Auteure : Cynthia Enloe
Titre : Armées, bananes, confection… – Une analyse féministe de la politique internationale
Genre : essai
Traduit de l’anglais (États-Unis) par Caroline Sordia
Parution : 26 février 2019
ISBN : 979-10-94791-22-6 (broché)
Prix : 27 € (broché)
Le monde serait-il ce qu’il est si on rayait la moitié des êtres humains de la carte ? La question paraît absurde, mais la reconnaissance de la place et des rôles tenus par les femmes est encore presque nulle dans la plupart des analyses de politique internationale.
Cependant, comment le secteur du tourisme fonctionnerait-il sans les femmes ? Comment comprendre les évolutions du commerce de la banane ou de la confection sans tenir compte de la place que les femmes y occupent ? Sans les femmes, les valeurs du nationalisme, les bases militaires ou la diplomatie seraient-elles identiques ?
Accessible à un large public, au-delà des seuls cercles de spécialistes, l’ouvrage montre, à partir d’exemples très concrets et variés, comment une approche féministe incluant les questions de genre modifie en profondeur notre appréciation des enjeux internationaux : sans prêter une attention suffisante aux femmes et à leurs rôles dans le monde, on ne peut pas comprendre précisément comment s’exerce le pouvoir – et à quelles fins.

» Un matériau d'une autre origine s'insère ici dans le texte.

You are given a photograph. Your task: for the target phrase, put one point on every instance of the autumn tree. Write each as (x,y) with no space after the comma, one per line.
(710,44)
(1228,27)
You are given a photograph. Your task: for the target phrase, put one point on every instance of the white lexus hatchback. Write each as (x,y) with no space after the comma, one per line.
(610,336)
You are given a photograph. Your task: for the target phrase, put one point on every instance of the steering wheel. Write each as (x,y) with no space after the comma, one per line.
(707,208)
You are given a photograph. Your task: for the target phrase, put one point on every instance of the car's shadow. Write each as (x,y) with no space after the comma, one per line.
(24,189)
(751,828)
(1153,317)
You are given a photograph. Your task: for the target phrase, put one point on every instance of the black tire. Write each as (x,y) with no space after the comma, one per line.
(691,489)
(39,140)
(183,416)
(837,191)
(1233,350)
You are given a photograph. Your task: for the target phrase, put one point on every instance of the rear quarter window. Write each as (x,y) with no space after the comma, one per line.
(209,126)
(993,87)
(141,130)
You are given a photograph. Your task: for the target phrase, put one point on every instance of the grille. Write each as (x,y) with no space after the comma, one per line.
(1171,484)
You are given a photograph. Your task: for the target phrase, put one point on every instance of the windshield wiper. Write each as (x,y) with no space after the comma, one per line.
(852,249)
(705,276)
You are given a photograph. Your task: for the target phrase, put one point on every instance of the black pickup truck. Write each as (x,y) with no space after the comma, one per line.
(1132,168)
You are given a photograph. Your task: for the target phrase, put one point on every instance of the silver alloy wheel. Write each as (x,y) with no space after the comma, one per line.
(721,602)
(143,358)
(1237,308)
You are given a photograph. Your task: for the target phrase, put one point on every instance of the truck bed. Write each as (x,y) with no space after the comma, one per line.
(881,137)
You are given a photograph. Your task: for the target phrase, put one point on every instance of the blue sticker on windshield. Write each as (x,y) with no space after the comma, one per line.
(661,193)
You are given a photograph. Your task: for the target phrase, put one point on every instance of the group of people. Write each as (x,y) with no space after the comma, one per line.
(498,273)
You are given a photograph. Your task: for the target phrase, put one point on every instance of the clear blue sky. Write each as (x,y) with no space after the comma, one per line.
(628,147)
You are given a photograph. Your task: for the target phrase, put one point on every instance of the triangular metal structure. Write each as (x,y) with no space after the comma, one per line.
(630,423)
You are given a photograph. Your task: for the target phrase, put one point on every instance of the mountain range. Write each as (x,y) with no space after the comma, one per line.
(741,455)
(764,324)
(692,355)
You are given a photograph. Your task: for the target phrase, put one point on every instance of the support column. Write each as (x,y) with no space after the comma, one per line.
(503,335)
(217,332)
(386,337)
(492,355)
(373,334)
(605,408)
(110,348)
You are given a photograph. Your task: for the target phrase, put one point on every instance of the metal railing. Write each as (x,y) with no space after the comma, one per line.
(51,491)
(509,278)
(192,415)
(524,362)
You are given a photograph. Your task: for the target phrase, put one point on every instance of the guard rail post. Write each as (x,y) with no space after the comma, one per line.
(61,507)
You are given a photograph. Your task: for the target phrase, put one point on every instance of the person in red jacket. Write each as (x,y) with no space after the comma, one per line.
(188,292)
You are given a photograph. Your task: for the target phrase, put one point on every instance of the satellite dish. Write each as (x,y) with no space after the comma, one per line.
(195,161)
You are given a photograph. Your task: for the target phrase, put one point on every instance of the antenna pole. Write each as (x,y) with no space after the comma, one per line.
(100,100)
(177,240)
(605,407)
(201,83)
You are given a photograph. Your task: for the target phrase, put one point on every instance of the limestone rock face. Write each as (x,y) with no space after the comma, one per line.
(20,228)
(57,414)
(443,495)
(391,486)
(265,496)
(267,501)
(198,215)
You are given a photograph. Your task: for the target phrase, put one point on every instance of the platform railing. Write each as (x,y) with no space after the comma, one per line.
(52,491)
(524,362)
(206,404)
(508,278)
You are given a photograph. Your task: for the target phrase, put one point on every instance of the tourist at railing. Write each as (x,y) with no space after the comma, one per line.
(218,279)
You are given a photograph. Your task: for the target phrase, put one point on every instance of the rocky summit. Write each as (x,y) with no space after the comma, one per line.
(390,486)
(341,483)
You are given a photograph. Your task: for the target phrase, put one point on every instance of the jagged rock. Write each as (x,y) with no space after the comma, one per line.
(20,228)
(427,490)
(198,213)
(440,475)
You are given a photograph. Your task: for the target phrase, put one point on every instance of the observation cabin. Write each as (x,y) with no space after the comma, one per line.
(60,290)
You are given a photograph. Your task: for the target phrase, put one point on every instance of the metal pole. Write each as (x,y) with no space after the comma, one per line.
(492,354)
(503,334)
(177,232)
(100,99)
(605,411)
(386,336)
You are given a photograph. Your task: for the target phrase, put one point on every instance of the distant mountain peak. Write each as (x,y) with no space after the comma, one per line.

Cynthia Enloe est connue dans le monde entier pour ses nombreuses contributions, depuis les années 1980, à une vision renouvelée de la politique internationale. En introduisant une « curiosité féministe » dans un domaine où régnait un consensus sans faille – et très masculin –, elle a ouvert des voies fructueuses de réflexion et d’action. Armées, bananes, confection… est son deuxième ouvrage publié en français, après Faire marcher les femmes au pas ? (Solanhets, 2016).
Extrait
La plupart d’entre nous – et c’est bien compréhensible – préféreraient penser que l’attrait de la réclame publicitaire de telle ou telle entreprise est culturel, et non politique. Nous voudrions croire qu’aller en vacances en Jamaïque plutôt qu’en Égypte relève purement du domaine social, voire esthétique, et non du choix politique. Beaucoup de femmes et d’hommes préféreraient également penser les relations sexuelles comme confinées dans l’espace intime du désir et de l’attirance individuelle, protégées de toute manipulation politique. Et pourtant, les dirigeants d’entreprise choisissent certains logos plutôt que d’autres pour faire appel aux stéréotypes de certaines féminités racialisées chez les consommateurs. Les agences gouvernementales construisent une image marketing autour de la beauté – ou de la serviabilité – présumée des femmes de leur pays pour générer des recettes touristiques bien utiles. Pour renforcer certains fondements de l’« ordre social », les parlementaires échafaudent des lois spécialement destinées à punir certaines formes d’attirance sexuelle et, simultanément, à en encourager d’autres. Le pouvoir, le goût, l’attirance et le désir ne s’excluent pas mutuellement.
Si l’on ne prête pas suffisamment attention aux femmes – à toutes sortes de femmes –, on ne pourra pas comprendre qui exerce du pouvoir et à quelles fins. Telle est l’une des principales leçons de la recherche féministe en relations internationales.
Le pouvoir transcende les frontières. Songez seulement à la dynamique de pouvoir des relations conjugales. Quelle sorte de mariage de qui avec qui est reconnue par quels gouvernements, et dans quel but ? Pour répondre à cette question aux multiples angles d’approche, il faut se pencher attentivement sur le pouvoir. Il faut chercher à comprendre qui a le pouvoir de décider qu’un citoyen de sexe masculin peut épouser une femme ou un homme d’un autre pays, et donner par là sa propre nationalité ou citoyenneté à son époux ou épouse, alors qu’une femme épousant une personne d’un autre pays ne pourrait pas le faire. Ceux qui ont accès au pouvoir politique en font usage pour contrôler les mariages, car les relations conjugales entre personnes du même sexe ou de sexe opposé affectent les migrations transnationales et l’accès aux privilèges de la citoyenneté conférée par l’État. Le mariage, c’est politique. Et c’est international. (…)
L’un des principaux bénéfices intellectuels que l’on tire de l’observation attentive de la place des femmes dans la politique internationale – ainsi que de la manière dont elles sont arrivées à cet endroit et de ce qu’elles pensent de cette situation –, c’est qu’elle met au jour à quel point le pouvoir politique s’exerce bien plus intensément que la plupart des experts dépourvus de curiosité féministe voudraient nous le faire croire.